Due: Friday, September 8th
In place of a final exam, this course has a collaborative final project where we ask you to bring your data science skills to bear on a research project of your own choosing. To help groups without enough people (you need 4-5), you must indicate who will be in your group by filling out the group formation survey on Gradescope no later than Friday, September 8th. Use the group submission feature on Gradescope to include all of your group members on a single submission.
The survey should only take a couple of minutes. If you do not have anyone to work with or do not have sufficient people, we will assign you to a group or add more people to your group. So fill out the form so we know what your or your subgroup’s interests are.
If it is helpful to start thinking about possible project ideas, below are some project ideas. You can also brainstorm now using strategies that are outlined in the Initial Plan post (TBA). But it is not required that you have a concrete project idea until the proposal.
Project ideas
Not sure how to get started? Looking for examples of what a data science project might look like? Here are some of the topics that students studied in Spring 2020:
- Comparing Stock Market Losses between SARS and SARS-CoV-2
- Recessions, Depressions, and Depression: Mental Health in Relation to Economic Factors
- Predicting North Carolina Election Outcomes
- Relating Text Analysis of Corporate Reports and Stock Performance
- Modeling Consumer Flight Behavior Based on Economic Indicators
- Predicting COVID-19 Death Tolls from Google Search Trends
- Sentiment Analysis of COVID-19 Tweets
- Economic Status and Drug Overdose in North Carolina
- Analyzing Gender and Tech Careers
- Political Landscape According to Social Media
- Forecasting Market Shocks and Performance using Article Headlines
- Tracking Recidivism in US Prisons
- Understanding AirBnBs impact on Evictions
- Understanding Musical Tastes (Music Recommender System)
- Human Impact on Climate since the Industrial Revolution
- The Troll Toll: An Investigation into Troll Tweets
And here is an archive of summer Data+ projects from the last several years. In Data+, teams of about 4 undergraduate students collaborate over the summer on a data science project. You should be able to see final presentations and/or executive summary slides for most projects; feel free to browse for inspiration.
Example Data Sources
Below, we have some examples of datasets or where you might find data. You should work with data that is interesting to you and should feel free (strongly encouraged even) to look for sources yourself. These are listed just as possibilities and starting places.

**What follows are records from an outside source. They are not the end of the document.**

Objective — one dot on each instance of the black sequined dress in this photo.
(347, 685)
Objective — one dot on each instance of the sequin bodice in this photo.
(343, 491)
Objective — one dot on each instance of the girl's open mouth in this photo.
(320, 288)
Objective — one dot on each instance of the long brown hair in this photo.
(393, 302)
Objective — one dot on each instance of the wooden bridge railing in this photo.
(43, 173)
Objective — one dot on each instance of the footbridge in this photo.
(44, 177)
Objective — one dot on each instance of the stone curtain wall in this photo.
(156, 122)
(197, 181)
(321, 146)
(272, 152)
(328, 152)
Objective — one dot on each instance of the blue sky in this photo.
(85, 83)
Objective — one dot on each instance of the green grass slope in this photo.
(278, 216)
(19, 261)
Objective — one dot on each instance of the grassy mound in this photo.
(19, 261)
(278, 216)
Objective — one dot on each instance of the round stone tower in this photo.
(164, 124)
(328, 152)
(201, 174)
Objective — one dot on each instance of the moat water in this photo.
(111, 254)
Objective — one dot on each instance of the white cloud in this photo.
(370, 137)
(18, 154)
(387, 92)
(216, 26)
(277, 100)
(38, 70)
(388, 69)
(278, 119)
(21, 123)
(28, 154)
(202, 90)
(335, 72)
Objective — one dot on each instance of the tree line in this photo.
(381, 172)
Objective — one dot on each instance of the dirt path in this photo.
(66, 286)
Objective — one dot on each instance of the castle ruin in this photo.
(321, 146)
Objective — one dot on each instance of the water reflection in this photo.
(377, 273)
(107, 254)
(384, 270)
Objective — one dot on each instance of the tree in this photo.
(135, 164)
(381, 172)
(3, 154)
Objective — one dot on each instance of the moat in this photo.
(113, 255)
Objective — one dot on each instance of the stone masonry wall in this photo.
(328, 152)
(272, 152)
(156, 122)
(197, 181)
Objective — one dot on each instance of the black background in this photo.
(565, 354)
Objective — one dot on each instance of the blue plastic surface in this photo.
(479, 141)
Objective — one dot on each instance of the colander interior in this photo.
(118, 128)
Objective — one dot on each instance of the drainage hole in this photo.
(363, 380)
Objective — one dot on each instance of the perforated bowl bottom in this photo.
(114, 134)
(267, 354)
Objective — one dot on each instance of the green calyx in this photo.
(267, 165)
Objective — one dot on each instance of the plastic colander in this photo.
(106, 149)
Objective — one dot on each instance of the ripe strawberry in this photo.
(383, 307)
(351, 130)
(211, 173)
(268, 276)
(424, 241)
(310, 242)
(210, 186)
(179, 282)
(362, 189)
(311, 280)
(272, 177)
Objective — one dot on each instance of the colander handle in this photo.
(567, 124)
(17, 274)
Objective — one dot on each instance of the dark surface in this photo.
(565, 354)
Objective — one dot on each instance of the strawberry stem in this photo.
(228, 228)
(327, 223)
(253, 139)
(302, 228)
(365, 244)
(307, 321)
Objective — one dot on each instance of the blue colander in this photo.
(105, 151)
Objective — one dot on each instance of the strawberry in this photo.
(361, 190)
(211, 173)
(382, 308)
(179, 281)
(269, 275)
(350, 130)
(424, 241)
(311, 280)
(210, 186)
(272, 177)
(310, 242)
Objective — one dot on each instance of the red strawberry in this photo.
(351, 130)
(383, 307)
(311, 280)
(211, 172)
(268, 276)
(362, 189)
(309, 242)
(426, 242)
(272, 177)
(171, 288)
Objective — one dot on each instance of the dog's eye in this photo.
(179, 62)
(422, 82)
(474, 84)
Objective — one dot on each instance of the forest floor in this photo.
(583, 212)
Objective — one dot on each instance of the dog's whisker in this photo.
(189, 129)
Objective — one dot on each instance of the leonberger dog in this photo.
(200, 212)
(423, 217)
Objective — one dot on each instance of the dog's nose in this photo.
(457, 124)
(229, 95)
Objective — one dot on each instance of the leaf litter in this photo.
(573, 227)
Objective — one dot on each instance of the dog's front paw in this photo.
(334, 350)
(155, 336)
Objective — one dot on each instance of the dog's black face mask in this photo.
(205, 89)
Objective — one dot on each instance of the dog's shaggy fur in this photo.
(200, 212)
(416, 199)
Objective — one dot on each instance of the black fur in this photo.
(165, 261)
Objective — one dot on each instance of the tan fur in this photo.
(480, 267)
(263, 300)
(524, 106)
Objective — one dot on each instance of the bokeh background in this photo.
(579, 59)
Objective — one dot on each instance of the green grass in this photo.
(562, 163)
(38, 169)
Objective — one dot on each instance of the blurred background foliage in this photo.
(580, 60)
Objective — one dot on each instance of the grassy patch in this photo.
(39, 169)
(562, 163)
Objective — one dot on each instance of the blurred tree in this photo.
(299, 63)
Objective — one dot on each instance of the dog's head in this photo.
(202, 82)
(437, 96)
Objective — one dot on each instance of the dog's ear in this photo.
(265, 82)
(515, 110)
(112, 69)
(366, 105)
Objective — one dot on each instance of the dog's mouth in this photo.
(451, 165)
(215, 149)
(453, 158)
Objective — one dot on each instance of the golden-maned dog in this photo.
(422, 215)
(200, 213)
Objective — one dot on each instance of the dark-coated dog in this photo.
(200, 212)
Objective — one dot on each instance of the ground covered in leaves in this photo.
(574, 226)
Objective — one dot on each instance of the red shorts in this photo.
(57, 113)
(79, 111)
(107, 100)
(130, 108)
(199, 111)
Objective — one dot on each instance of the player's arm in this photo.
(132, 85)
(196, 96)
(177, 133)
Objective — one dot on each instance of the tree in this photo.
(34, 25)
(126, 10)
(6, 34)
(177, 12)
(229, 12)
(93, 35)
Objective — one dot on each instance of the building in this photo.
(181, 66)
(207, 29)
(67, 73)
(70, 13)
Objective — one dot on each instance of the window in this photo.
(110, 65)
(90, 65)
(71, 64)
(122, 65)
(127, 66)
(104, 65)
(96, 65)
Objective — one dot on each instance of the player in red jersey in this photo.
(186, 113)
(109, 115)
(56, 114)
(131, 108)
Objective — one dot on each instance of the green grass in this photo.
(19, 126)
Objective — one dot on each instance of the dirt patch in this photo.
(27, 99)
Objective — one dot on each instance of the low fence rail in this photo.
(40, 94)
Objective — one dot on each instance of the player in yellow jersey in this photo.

- Kaggle maintains several thousand public datasets of interest in a variety of topics. Kaggle also hosts several prediction challenges; one idea for a machine learning project is to enter one of these competitions as a team.
- The Yelp Dataset is provided by Yelp as a research challenge with lots and lots of data about reviews, businesses, images, and cities – text data, rich json data, etc.
- The University of California Irvine maintains a large UCI ML repository of publicly contributed datasets aimed toward machine learning tasks of all types. They range from small simple example datasets to large and complicated datasets from specific scientific domains.
- Data.gov has a huge compilation of data sets produced by the US government. The US Census Bureau also publishes datasets from all of its survey work. Similarly, The Supreme Court Database tracks all cases decided by the US Supreme Court, and GovTrack.us provides links to all kinds of information about the US Congress and all votes casted by its members.
- Duke University Library Digital Repository Research Data
- ICPSR – An international consortium of more than 750 academic institutions and research organizations, Inter-university Consortium for Political and Social Research (ICPSR) provides leadership and training in data access, curation, and methods of analysis for the social science research community. ICPSR maintains a data archive of more than 250,000 files of research in the social and behavioral sciences. It hosts 21 specialized collections of data in education, aging, criminal justice, substance abuse, terrorism, and other fields.